I was standing a short distance away from where the auctioneer was selling tables of books. I had already shuffled through them and hadn’t seen any that I just had to have.
But when I heard him say the words “African American artists,” my head shot up, my eyes instinctively turned in his direction and my feet started walking. I excused my way through the crowd to stand just behind the auctioneer’s right shoulder as he started the bidding.
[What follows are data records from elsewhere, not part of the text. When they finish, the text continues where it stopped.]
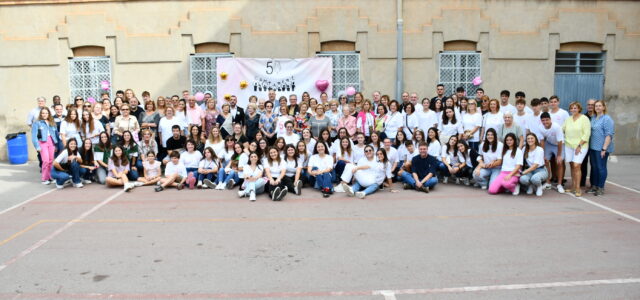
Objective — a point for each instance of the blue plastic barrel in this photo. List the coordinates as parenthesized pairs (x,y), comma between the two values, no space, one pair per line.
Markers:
(17,148)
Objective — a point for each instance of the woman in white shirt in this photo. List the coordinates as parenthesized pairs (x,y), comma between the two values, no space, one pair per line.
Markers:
(509,177)
(451,160)
(70,128)
(489,160)
(320,167)
(493,118)
(275,171)
(253,178)
(393,121)
(536,174)
(191,160)
(369,174)
(471,123)
(294,164)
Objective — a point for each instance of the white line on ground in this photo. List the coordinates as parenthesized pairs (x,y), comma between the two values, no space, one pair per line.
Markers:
(606,208)
(27,201)
(510,287)
(388,295)
(624,187)
(60,230)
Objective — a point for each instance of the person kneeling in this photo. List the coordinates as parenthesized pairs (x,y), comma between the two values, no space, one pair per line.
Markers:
(422,176)
(175,173)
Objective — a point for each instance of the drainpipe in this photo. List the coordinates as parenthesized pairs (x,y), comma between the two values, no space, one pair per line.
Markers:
(399,46)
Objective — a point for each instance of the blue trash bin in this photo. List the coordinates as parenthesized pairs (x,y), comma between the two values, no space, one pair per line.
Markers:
(17,148)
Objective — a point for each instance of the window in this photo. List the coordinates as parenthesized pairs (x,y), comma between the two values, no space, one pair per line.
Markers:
(203,72)
(580,62)
(85,75)
(346,70)
(458,69)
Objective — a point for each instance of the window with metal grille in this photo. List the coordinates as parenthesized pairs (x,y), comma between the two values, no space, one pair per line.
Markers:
(346,70)
(580,62)
(458,69)
(85,75)
(203,72)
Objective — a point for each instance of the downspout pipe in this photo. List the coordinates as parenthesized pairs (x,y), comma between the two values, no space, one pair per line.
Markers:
(400,46)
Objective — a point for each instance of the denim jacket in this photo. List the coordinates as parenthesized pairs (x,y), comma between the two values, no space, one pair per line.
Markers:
(45,130)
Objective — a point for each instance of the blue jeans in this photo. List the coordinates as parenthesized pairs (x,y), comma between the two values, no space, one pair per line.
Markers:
(321,181)
(487,176)
(407,178)
(367,190)
(224,178)
(599,167)
(75,173)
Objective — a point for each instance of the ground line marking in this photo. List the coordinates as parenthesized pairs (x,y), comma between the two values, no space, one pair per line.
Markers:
(60,230)
(624,187)
(26,201)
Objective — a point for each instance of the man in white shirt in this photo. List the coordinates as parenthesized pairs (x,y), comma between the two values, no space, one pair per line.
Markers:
(553,145)
(426,117)
(505,106)
(558,115)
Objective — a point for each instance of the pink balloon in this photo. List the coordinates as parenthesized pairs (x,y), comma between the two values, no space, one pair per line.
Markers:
(105,85)
(199,96)
(322,85)
(351,91)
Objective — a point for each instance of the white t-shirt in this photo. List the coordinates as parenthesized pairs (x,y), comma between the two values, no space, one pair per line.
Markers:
(553,135)
(250,172)
(435,149)
(471,121)
(191,160)
(371,175)
(492,121)
(275,167)
(217,147)
(320,162)
(490,156)
(509,163)
(559,116)
(450,129)
(426,120)
(536,157)
(292,139)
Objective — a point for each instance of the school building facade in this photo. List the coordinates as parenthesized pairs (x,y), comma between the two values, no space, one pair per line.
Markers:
(575,49)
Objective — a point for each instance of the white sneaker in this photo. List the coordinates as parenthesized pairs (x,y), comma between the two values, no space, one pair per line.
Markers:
(347,189)
(539,190)
(516,191)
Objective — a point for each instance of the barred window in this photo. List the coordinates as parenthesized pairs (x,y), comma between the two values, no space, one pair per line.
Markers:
(85,75)
(458,68)
(580,62)
(346,70)
(203,72)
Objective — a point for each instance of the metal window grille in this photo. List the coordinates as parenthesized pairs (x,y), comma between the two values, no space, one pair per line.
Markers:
(346,70)
(580,62)
(458,69)
(203,72)
(85,75)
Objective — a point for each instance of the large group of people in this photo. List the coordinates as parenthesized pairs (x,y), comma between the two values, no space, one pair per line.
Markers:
(352,144)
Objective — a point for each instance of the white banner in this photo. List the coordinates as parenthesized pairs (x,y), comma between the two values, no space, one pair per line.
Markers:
(245,77)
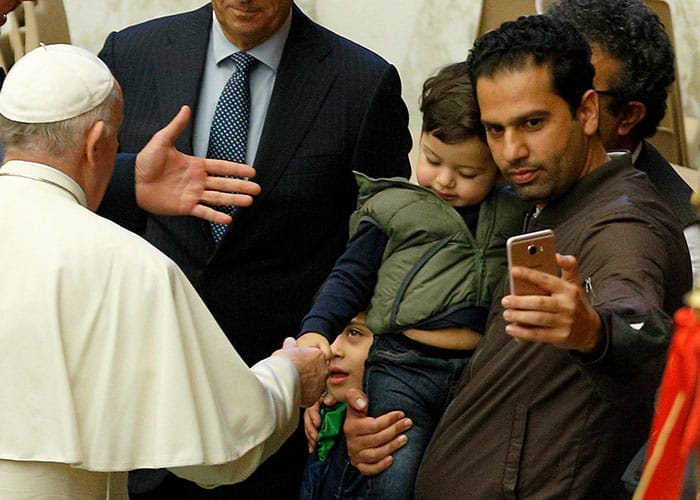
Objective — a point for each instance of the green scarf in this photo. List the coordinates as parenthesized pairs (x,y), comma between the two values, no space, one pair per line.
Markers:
(332,419)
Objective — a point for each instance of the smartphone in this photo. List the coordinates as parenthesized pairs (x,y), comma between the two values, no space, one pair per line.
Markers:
(534,250)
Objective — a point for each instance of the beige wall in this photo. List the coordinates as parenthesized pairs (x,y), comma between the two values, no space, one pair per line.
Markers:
(417,35)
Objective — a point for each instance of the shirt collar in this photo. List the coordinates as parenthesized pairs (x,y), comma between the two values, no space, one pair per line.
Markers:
(46,173)
(269,52)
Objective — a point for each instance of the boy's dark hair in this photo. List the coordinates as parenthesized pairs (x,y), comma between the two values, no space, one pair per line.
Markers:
(448,107)
(632,33)
(539,40)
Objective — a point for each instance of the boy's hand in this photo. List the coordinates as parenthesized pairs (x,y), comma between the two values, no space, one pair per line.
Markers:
(313,339)
(371,441)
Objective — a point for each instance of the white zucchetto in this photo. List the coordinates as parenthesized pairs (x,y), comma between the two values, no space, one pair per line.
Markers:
(53,83)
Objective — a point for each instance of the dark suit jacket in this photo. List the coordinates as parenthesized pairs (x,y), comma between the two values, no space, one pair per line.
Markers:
(335,107)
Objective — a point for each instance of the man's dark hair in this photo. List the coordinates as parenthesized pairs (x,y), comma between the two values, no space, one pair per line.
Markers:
(539,40)
(448,107)
(632,33)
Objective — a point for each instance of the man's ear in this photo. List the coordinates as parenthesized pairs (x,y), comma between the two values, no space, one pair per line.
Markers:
(631,114)
(587,112)
(92,142)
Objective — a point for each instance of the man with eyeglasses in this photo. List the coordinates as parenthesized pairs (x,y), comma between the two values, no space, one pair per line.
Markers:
(633,60)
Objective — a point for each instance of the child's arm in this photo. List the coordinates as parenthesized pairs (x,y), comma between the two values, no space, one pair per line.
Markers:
(349,286)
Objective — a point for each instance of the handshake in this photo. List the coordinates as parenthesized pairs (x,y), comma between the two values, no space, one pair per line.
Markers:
(311,366)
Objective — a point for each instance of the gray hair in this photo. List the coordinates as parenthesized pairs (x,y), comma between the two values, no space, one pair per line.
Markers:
(62,138)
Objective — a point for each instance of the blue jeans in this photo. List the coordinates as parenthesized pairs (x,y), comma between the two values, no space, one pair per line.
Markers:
(402,374)
(333,479)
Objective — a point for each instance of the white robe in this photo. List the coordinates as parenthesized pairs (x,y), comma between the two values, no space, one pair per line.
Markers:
(109,360)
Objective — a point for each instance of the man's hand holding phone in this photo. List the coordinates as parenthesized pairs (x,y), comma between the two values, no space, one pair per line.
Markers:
(556,311)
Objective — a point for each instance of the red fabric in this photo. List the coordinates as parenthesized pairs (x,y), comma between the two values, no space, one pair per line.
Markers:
(676,426)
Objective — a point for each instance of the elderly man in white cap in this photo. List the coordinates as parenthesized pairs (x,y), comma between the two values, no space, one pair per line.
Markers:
(110,361)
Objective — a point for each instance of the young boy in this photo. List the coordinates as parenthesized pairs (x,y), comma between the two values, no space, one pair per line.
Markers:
(426,258)
(329,473)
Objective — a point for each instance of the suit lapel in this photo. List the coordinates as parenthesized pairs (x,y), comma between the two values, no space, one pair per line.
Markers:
(180,68)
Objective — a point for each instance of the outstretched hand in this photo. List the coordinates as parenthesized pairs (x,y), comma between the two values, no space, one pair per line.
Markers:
(169,182)
(311,367)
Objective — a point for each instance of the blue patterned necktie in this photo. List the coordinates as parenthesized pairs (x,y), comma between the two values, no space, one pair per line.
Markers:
(229,128)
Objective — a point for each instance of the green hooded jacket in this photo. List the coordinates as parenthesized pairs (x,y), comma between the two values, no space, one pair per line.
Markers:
(432,263)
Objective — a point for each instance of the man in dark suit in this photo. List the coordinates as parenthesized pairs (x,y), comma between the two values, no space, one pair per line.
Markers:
(321,106)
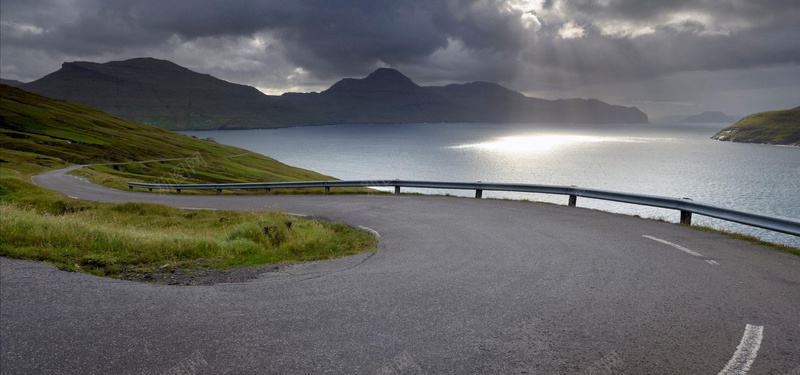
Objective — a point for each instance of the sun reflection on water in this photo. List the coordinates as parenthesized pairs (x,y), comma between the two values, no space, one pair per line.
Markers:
(543,142)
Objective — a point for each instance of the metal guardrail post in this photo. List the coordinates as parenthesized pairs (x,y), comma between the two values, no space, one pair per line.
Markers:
(686,206)
(686,217)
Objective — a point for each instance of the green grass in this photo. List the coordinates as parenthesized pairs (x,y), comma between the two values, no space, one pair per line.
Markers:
(109,239)
(774,127)
(72,133)
(39,134)
(751,239)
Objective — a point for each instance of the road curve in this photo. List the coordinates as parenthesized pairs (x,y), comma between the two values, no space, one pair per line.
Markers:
(459,285)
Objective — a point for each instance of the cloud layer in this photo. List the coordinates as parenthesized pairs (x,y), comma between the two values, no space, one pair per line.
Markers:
(551,47)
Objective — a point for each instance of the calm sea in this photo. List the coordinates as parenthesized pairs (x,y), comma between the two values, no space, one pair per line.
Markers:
(669,160)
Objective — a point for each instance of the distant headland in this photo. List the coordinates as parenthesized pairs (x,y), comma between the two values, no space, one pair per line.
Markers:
(773,127)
I took a look at the artwork in his hands and quietly asked to look at the pieces. They were vintage pages of what appeared to be black and white photo reproductions of oil paintings by artist Laura Wheeling Waring and Betsy Graves Rayneau whose name I did not recognize (I later found her last named spelled as Reyneau). There were also photos of the sculptures of Richmond Barthe.
They were on slick paper, now turning a little brown, but were in remarkably good condition.
I had missed them on my rounds of the tables because they were stuffed in a box of papers. I had flipped through the papers but had not taken them out of the box. A no-no. I usually examine every piece of paper at auction.
Another bidder had apparently already discovered them, and he pounced on the bid. I decided to get in on it, too, figuring that I could check out the sheets once I owned them. But the other bidder wanted them as badly as me and wasn’t going to back down. We both pushed the bidding up to $100. I looked at them again and decided that these were reproductions of photos, not prints, and maybe not worth more than that. I stepped out of the bidding.
Afterward, the buyer was kind enough to let me look at them a little more closely. He told me that he was a buyer of African American art and that he’d sell them. Had I won the bid, I was going to keep them.
There were two packets of pictures, both containing the same sets of Wheeler and Rayneau paintings, and the Barthe sculptures. They were issued by the Harmon Foundation, which was a patron of African American artists, writers, educators and scientists from 1922 to 1967. I could find no date on either of them.
One packet had the inscription “Portraits of Outstanding Americans of Negro Origins. Painted by Two Women Artists. Laura Wheeler Waring. Betsy Graves Rayneau.” The other, “Sculpture by Richmond Barthe.”
The female artists’ packet contained drawings of Mary McLeod Bethune, Marian Anderson, Asa Philip Randolph, George Washington Carver and W.E.B. DuBose, among others. The Barthe included some of his famous sculptures, including “The Negro Looks Ahead” (photo above).
I found out by Googling that the Harmon Foundation mounted an exhibition of the portraits in 1944, starting at the Smithsonian Institution and traveling throughout the country. The foundation commissioned Rayneau, a white artist, and then Waring to paint the portraits – starting out at 23, with others painted and added during the 10-year-tour.
The foundation’s aim was to fight racial intolerance and bigotry by touting the artistic accomplishments of African Americans.
Forty-one of the final 50 portraits from the exhibit were donated to the National Portrait Gallery in Washington in 1967. They were exhibited in a 1997 exhibition called “Breaking Racial Barriers: African Americans in the Harmon Foundation Collection,” along with original testimonials about each subject. You can view the actual portraits here.
Waring was primarily a portrait painter and was among the artists in the Harmon’s first exhibit in1927. She was also an art educator, a teacher at what is now Cheyney University outside Philadelphia. Rayneau was also a portrait painter who got involved in the project after returning from Europe in the 1930s and finding such overt racism in the country. She completed most of the portraits after Waring died in 1948.
The Barthe photographs may be from 1942, but it’s not clear if they were part of an exhibition. Barthe was a renowned and successful sculptor, with works in the Metropolitan Museum of Art and the Whitney Museum of Art. He was perhaps the best well-known and honored of the Harmon Foundation’s artists.